The Dallas game was a promising sign, but the offensive line needs to continue the progress and turn into a good run-blocking crew by the end of the year.
Then Carroll can feel good about finding a young quarterback to put behind it, because Jackson showed Sunday that he is just not capable of being the guy.
**The lack of urgency on that late touchdown drive, with Seattle trailing by three scores, makes us wonder if the two-headed play caller of Tom Cable and Darrell Bevell is a real problem in those cases. Is it really Jackson being slow or is it the coaches?
**Penalties are a reflection of poor coaching, too. The Hawks had too many penalties again Sunday – 10 for 88 yards. The O-line had four for the second straight week (including a false start by Anthony McCoy) as the unit continues to rack them up at a ridiculous rate. Carroll needs to remind Cable that these are not his old Raiders, who almost always led the NFL in flags.
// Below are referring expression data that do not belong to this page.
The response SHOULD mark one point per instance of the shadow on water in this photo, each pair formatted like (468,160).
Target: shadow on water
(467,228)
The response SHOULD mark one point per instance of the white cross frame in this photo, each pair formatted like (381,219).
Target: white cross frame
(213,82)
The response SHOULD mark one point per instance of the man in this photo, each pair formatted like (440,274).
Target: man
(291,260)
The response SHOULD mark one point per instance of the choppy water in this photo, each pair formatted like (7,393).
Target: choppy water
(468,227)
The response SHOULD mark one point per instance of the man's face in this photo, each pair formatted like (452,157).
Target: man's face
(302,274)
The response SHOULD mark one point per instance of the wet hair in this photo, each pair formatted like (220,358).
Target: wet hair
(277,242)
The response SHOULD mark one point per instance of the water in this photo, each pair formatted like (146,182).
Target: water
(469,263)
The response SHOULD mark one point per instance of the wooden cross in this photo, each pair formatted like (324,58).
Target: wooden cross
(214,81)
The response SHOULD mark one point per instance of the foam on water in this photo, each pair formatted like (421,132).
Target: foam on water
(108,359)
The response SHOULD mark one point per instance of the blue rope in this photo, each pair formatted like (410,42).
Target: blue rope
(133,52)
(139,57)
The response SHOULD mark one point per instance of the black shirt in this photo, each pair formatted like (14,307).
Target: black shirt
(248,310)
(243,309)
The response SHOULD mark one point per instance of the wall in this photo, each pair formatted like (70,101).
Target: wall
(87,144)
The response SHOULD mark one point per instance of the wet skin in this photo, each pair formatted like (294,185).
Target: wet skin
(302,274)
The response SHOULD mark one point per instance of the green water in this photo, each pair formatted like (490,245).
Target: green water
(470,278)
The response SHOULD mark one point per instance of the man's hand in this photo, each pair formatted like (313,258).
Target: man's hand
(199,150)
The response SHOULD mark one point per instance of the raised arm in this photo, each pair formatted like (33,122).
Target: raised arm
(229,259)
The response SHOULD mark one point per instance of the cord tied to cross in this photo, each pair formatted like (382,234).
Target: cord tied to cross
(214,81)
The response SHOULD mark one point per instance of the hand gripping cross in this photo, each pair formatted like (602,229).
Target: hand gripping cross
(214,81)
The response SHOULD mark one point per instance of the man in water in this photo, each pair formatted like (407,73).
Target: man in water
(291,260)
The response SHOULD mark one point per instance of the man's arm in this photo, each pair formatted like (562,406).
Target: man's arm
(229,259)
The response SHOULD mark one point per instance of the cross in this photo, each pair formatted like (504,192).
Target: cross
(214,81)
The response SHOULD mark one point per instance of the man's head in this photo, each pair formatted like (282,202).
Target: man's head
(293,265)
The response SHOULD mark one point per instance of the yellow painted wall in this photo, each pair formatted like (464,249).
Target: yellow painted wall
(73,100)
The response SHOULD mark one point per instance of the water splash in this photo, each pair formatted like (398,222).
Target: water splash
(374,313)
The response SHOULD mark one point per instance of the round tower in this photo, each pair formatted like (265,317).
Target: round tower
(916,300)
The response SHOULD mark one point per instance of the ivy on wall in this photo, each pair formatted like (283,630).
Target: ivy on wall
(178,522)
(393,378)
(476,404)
**Carroll also needs to stop burning his timeouts. He ill-advisedly challenged a nice catch by Jason Witten in the second half, leaving him with one timeout. And then he spent that with 2:57 left while Dallas had the ball. The first timeout was used on a third down early in the third quarter. This has become an unwelcome theme that has cost the Seahawks in close games (see the end of the first half against Cincinnati).
**Special teams let the Hawks down again, with a blocked field goal that was key and four penalties, including two on rookie Byron Maxwell for the WTF infraction of “not trying hard enough to get back in bounds.” That unit’s coach, Brian Schneider, should be on Paterno-thin ice.
**The Hawks got neither sacks nor much pressure, once again highlighting the need for pass-rush help next year. That doesn’t necessarily mean another outside rusher. As we pointed out in our first in-season mock draft, the Hawks could certainly benefit from a tackle who can force the QB out of the pocket and into the arms of the outside rushers.